DES AVEUGLES DE NAISSANCE PEUVENT « VOIR » DES CORPS DANS L’ESPACE SOUS LA FORME DE SONS QUI ACTIVENT LEUR CORTEX VISUEL.
Percevoir des informations visuelles en écoutant des sons ? C’est possible, révèle une étude publiée dans la revue Current Biology, menée par deux scientifiques israéliens sur des aveugles de naissance.
Au cours de cette expérience, Ella Striem-Amit et Amir Amedi (Université Hébraïque de Jérusalem) ont en effet réussi à communiquer des informations visuelles à ces volontaires non-voyants, en leur faisant écouter des sons bien spécifiques, censés leur « décrire » ce qui se passait autour d’eux. De tels sons composent ce qui s’appelle un « paysage sonore » autour du patient, en lui fournissant des informations acoustiques sur l’espace qui l’entoure.
Au bout de 10 heures d’entraînement, sur la base de ces seuls sons, les volontaires non-voyants étaient capables de reconnaître la présence d’une forme humaine, de la localiser dans l’espace et même d’imiter sa façon de se tenir. Autrement dit… ils voyaient des sons !
Cela signifie que, malgré leur cécité de naissance, ces patients étaient tout de même capables de se représenter des corps dans l’espace.

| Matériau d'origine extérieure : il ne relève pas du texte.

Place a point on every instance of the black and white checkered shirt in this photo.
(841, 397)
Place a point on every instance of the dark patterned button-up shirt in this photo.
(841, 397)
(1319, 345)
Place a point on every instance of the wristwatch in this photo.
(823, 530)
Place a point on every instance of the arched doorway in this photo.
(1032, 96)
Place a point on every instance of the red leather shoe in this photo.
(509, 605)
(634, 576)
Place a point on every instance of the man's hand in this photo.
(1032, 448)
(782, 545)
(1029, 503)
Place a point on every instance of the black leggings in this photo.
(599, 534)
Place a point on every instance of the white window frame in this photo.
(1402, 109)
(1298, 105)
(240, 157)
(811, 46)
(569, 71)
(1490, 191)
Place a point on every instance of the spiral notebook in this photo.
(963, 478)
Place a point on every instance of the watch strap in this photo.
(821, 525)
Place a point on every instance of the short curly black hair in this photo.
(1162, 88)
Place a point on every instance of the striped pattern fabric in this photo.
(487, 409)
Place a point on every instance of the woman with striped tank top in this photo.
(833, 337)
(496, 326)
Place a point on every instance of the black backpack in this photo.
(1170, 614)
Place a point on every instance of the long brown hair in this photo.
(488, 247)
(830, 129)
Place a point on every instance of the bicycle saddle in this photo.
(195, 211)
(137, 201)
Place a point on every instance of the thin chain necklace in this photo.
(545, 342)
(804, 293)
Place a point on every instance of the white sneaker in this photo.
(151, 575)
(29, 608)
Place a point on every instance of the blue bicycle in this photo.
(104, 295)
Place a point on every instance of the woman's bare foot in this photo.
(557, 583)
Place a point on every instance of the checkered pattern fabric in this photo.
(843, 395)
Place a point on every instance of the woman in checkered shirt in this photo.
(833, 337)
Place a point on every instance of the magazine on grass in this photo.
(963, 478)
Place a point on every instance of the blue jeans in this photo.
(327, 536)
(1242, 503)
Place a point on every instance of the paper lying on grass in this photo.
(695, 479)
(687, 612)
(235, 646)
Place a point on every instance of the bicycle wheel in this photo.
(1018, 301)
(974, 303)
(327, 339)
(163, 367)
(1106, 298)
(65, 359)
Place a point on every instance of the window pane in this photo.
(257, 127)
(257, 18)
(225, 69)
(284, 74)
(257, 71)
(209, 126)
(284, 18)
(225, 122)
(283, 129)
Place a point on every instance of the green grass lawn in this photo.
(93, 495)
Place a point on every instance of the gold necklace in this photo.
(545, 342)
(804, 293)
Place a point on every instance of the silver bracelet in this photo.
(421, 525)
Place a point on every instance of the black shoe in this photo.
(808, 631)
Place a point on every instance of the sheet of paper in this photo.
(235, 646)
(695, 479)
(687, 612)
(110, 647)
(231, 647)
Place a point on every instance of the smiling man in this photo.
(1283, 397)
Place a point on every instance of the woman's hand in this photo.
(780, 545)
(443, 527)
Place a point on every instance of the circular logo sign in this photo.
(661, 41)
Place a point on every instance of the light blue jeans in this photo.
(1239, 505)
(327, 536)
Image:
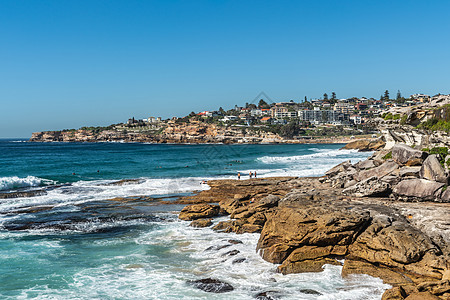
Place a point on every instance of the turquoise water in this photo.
(74, 242)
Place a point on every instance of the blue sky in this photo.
(67, 64)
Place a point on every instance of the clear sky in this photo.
(67, 64)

Les chercheurs l’ont prouvé en plaçant les volontaires dans un appareil d’imagerie par résonance magnétique (IRM) : ils ont constaté que chez les aveugles comme chez les voyants, une aire du cortex visuel appelée le cortex extrastrié s’activait en présence des stimuli auditifs.

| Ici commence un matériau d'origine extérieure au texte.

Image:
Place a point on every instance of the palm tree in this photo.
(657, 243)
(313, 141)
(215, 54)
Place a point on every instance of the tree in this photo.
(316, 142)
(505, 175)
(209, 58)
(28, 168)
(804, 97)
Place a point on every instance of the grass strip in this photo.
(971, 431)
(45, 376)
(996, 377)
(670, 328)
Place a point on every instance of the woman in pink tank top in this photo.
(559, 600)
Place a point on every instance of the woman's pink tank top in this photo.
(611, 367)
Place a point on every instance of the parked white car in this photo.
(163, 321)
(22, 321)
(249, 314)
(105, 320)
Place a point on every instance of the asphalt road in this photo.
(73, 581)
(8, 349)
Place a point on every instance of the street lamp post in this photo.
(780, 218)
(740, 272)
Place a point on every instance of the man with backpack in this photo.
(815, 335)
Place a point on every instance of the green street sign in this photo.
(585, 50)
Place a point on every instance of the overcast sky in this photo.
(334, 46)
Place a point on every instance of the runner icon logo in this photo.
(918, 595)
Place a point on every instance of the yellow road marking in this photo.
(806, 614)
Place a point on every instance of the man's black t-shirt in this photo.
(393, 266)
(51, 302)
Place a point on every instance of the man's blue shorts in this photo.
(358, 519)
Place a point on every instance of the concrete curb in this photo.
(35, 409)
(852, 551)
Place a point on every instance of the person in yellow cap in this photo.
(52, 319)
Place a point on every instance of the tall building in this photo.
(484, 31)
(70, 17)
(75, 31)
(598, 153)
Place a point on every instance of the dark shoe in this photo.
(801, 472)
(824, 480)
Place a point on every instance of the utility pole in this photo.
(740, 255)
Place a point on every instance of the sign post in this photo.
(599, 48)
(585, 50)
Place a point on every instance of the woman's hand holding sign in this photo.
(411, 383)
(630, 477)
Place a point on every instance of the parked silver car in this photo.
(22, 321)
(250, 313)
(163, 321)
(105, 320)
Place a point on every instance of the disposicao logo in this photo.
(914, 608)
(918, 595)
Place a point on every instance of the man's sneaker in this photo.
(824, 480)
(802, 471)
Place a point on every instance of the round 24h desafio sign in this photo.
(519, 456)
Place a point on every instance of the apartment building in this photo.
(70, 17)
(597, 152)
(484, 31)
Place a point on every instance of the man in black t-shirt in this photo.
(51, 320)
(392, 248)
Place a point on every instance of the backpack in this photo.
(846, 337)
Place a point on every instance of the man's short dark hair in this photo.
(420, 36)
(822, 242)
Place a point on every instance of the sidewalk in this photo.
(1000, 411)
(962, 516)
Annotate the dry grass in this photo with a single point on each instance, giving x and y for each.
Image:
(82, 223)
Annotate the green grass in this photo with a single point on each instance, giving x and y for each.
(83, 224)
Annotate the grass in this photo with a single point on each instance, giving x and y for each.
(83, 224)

Cette aire du cerveau, connue pour être préposée à la perception visuelle du corps, fonctionnerait donc indépendamment de toute expérience visuelle au cours de la vie.
UN PROGRAMME INFORMATIQUE RECRÉANT UN PAYSAGE SONORE
Pour réaliser cette performance, les neuroscientifiques ont utilisé un programme informatique appelé VOICE, ayant pour spécificité de « traduire » les informations visuelles en sons afin de créer un paysage sonore.
Concrètement, comment fonctionne ce programme informatique ? Imaginons par exemple qu’il s’agisse de traduire en sons une ligne diagonale allant de gauche à droite en descendant : l’équivalent en sons sera alors une succession de notes musicales de plus en plus basses jouées au piano.
Ces travaux s’inscrivent dans un champ de recherche appelé « substitution sensorielle », un domaine scientifique consistant à mettre au point des technologies permettant de compenser un handicap perceptif (surdité, cécité…) par la mise en place d’un « message codé » transmis par un autre canal sensoriel – par exemple, par l’ouïe plutôt que par la vue.
Grâce à cette technique, une personne handicapée a la possibilité de recueillir malgré tout des informations sensorielles relatives à son canal perceptif défaillant.
Dans le cas des aveugles, une autre piste de recherche consiste à développer des technologies leur permettant de voir par l’intermédiaire du toucher.